Will this review ever see the light of day? (Dark City Review)




Note:  This is another review that was originally posted on Epinions.com   I've reposted it here with a few modifications.


I had heard about Dark City from someone somewhere and for some reason, I thought I’d rent it. The premise looked pretty good. A guy named Murdoch wakes up to find that he has apparently committed a murder, but has no memory of it. I figured that at worst, I’d have something to watch on a night when nothing was on TV. I’m still debating if reruns would have been better.

The premise is pretty simple. This dying race of aliens, known as The Strangers, has taken a group of humans to experiment on. The race is dying and somehow thinks that humanity may be able to save them. They’re trying to see if they can figure out what the human soul is. They’re conducting a grand experiment that seems to hinge on Murdoch.

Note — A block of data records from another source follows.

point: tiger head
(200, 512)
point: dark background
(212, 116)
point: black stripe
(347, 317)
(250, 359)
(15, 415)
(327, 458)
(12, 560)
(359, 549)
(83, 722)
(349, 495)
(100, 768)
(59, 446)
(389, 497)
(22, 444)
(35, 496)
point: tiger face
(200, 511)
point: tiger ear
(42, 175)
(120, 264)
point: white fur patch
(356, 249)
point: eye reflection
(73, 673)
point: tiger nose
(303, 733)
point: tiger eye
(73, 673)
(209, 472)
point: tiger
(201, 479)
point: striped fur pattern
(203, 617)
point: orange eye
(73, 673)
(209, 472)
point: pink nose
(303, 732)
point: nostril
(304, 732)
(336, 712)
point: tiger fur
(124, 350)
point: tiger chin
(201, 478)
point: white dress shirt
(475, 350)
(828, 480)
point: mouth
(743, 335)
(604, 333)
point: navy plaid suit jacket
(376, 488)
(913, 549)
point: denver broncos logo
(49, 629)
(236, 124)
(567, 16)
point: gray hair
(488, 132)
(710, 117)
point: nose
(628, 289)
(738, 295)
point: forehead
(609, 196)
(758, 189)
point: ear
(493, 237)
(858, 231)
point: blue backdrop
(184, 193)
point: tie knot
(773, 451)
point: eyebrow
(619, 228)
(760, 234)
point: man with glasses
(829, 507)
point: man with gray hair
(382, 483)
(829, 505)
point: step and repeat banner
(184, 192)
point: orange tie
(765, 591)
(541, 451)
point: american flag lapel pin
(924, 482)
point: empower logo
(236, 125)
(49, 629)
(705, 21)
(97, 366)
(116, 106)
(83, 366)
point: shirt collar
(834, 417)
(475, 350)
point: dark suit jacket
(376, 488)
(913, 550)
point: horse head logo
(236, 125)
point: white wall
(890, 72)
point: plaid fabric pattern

It turns out that Murdoch has some sort of special ability. I’m not going to say what that is, but it allows him to throw a monkey wrench in to The Strangers’ plan. This is in part because he likes to ask a lot of questions, such as why no one can tell him how to leave town or how it is than an entire day goes by without anyone having seen the sun. (I think this special ability was supposed to provide the answer to the Stranger's problem.)

I have to admit that it’s a very confusing story. It’s never explained why the human soul was supposed to provide a solution. The Strangers are part of some sort of collective species, kind of like the Borg from Star Trek. They may think that individuality is the way to go. It’s possible that their collective nature is what doomed them. I think that it was The Strangers intent to program humans with their memories so as to allow something of their race to continue on.

It’s also never explained where the rest of humanity is. You’re left to assume that the Earth is still out there somewhere and that The Strangers just took a small group of test subjects. The thing is that no one can remember anything other than what The Strangers fed them and The Strangers aren’t in the mood to explain anything. The one human character that’s not part of the experiment, Dr. Schreber, erased a good portion of his memories so as not to be fed new ones every night.

The movie reminded me of a book called The Identity Matrix by Jack L. Chalker. I have to say that I liked the book more than this one. I don’t really know what it was. It’s like I want to like it, but something just didn’t click with me. I’ll probably end up watching the movie again in a few years and wondering why I didn’t like it sooner.